基金supported by research university grant (RU) of 1001/PBAHAN/811212 from Universiti Sains Malaysia
文摘Ceramic parts usually experience dynamic load in armor applications. Therefore, studying the dynamic behaviors of ceramics is important. Limited data are available on the dynamic behaviors of ceramics; thus, it is helpful to predict the dynamic strength of ceramics on the basis of their mechanical properties. In this paper, the addition of SrCO3 into zirconia-toughened alumina(ZTA) was demonstrated to improve the fracture toughness of ZTA due to the formation of the SrAl12O19(SA6) phase.

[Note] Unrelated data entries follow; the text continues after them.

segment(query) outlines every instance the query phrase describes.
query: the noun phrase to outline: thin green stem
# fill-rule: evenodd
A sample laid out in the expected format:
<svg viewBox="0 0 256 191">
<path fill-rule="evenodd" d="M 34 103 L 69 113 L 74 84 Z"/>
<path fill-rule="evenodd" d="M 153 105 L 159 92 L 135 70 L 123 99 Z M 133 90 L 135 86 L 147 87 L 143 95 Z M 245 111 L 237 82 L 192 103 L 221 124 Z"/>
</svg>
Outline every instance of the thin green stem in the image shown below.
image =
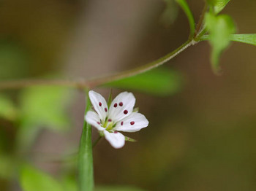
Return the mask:
<svg viewBox="0 0 256 191">
<path fill-rule="evenodd" d="M 87 93 L 85 113 L 91 108 L 91 102 Z M 91 127 L 86 120 L 81 135 L 78 155 L 78 183 L 80 191 L 92 191 L 94 190 L 94 168 L 91 146 Z"/>
<path fill-rule="evenodd" d="M 205 5 L 203 7 L 202 13 L 201 13 L 201 15 L 200 16 L 198 23 L 197 24 L 197 27 L 196 27 L 196 29 L 195 29 L 195 35 L 194 35 L 194 38 L 197 36 L 202 32 L 202 31 L 203 30 L 203 20 L 204 20 L 205 15 L 206 15 L 207 10 L 208 10 L 208 6 L 207 3 L 206 2 Z"/>
<path fill-rule="evenodd" d="M 94 142 L 94 144 L 92 144 L 92 147 L 94 147 L 97 145 L 97 144 L 99 141 L 99 140 L 102 139 L 102 137 L 99 136 L 98 137 L 98 139 L 97 139 Z"/>
</svg>

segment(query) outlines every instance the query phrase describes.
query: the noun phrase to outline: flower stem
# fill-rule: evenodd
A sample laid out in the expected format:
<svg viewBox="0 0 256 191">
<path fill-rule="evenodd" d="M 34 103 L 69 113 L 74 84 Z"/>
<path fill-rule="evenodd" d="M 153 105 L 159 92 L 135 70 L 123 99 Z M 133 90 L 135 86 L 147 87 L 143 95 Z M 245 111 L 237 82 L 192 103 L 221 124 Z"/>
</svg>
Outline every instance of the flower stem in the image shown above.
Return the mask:
<svg viewBox="0 0 256 191">
<path fill-rule="evenodd" d="M 91 107 L 91 102 L 88 93 L 86 99 L 86 114 Z M 84 120 L 83 122 L 83 128 L 79 147 L 78 182 L 80 191 L 92 191 L 94 190 L 91 127 L 86 120 Z"/>
</svg>

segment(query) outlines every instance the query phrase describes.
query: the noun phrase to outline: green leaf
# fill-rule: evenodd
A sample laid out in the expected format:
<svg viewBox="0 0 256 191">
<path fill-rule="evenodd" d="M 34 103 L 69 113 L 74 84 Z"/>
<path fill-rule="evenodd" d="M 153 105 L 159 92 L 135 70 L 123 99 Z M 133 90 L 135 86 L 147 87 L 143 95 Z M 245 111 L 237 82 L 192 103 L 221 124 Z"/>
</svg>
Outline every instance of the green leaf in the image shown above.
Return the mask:
<svg viewBox="0 0 256 191">
<path fill-rule="evenodd" d="M 236 31 L 236 27 L 230 16 L 225 15 L 217 16 L 211 13 L 206 15 L 206 26 L 210 34 L 209 42 L 212 47 L 211 66 L 214 71 L 218 73 L 219 57 L 229 45 L 230 34 Z"/>
<path fill-rule="evenodd" d="M 0 117 L 9 120 L 14 120 L 18 111 L 12 101 L 4 95 L 0 95 Z"/>
<path fill-rule="evenodd" d="M 214 9 L 215 14 L 221 12 L 230 0 L 207 0 L 207 2 Z"/>
<path fill-rule="evenodd" d="M 86 96 L 86 108 L 85 114 L 91 109 L 91 104 L 89 95 Z M 91 127 L 83 122 L 83 128 L 80 141 L 78 157 L 78 179 L 80 191 L 94 190 L 94 167 L 91 145 Z"/>
<path fill-rule="evenodd" d="M 256 46 L 256 34 L 232 34 L 230 39 Z"/>
<path fill-rule="evenodd" d="M 23 125 L 43 126 L 56 130 L 67 130 L 69 125 L 67 106 L 70 91 L 60 87 L 33 87 L 20 96 Z"/>
<path fill-rule="evenodd" d="M 105 84 L 108 87 L 138 90 L 156 96 L 173 94 L 180 90 L 181 85 L 180 74 L 163 67 Z"/>
<path fill-rule="evenodd" d="M 190 26 L 190 36 L 193 36 L 195 34 L 195 19 L 193 15 L 187 4 L 186 0 L 176 0 L 176 2 L 181 6 L 181 9 L 185 12 L 189 23 Z"/>
<path fill-rule="evenodd" d="M 50 176 L 29 165 L 22 168 L 20 182 L 23 191 L 64 190 Z"/>
</svg>

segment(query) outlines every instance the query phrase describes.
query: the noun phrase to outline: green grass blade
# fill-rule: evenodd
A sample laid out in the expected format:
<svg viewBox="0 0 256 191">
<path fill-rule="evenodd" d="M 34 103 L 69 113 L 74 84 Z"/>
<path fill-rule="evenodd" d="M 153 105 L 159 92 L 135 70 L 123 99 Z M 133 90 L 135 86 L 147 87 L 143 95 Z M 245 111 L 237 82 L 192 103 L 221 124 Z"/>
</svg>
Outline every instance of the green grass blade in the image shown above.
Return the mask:
<svg viewBox="0 0 256 191">
<path fill-rule="evenodd" d="M 87 94 L 85 114 L 91 108 L 91 102 Z M 86 120 L 80 142 L 78 158 L 78 179 L 80 191 L 94 190 L 94 168 L 91 145 L 91 127 Z"/>
</svg>

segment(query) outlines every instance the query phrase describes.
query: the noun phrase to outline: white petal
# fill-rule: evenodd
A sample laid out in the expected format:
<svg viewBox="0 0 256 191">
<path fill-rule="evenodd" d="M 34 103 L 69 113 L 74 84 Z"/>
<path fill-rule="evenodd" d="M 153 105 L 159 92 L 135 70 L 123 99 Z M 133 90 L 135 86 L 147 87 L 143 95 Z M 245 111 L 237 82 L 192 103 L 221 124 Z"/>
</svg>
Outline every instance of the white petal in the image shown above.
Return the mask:
<svg viewBox="0 0 256 191">
<path fill-rule="evenodd" d="M 99 122 L 100 123 L 100 119 L 99 115 L 96 112 L 91 112 L 91 111 L 87 112 L 86 115 L 85 116 L 85 120 L 89 124 L 93 125 L 94 128 L 97 128 L 99 130 L 105 130 L 105 128 L 102 128 L 100 125 L 100 124 L 98 124 Z"/>
<path fill-rule="evenodd" d="M 132 93 L 119 93 L 112 101 L 110 106 L 109 118 L 114 122 L 129 115 L 135 104 L 135 98 Z"/>
<path fill-rule="evenodd" d="M 89 98 L 95 111 L 98 113 L 102 122 L 104 122 L 108 112 L 106 101 L 99 93 L 92 90 L 89 91 Z"/>
<path fill-rule="evenodd" d="M 104 130 L 105 137 L 108 141 L 115 149 L 119 149 L 124 145 L 125 137 L 119 132 L 115 131 L 115 133 L 109 133 L 108 130 Z"/>
<path fill-rule="evenodd" d="M 124 132 L 135 132 L 148 125 L 148 121 L 144 115 L 140 113 L 132 112 L 123 120 L 118 122 L 114 130 Z"/>
</svg>

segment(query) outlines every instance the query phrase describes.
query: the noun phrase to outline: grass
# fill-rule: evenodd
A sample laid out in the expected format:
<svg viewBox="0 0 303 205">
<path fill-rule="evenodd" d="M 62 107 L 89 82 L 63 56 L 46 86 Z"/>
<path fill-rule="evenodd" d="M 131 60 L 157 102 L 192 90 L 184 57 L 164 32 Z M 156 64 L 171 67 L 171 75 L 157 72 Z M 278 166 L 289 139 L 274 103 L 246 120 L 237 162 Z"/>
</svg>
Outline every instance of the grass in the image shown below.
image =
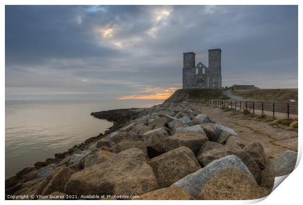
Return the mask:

The porosity of ZTA was found to be increased by the addition of SrCO3. These newly formed pores served as the nucleation sites of cracks under dynamic load; these cracks eventually coalesced to form damaged zones in the samples. Although the KIC values of the samples were improved, the dynamic strength was not enhanced because of the increase in porosity; in fact, the dynamic strength of ZTA ceramics decreased with the addition of SrCO3.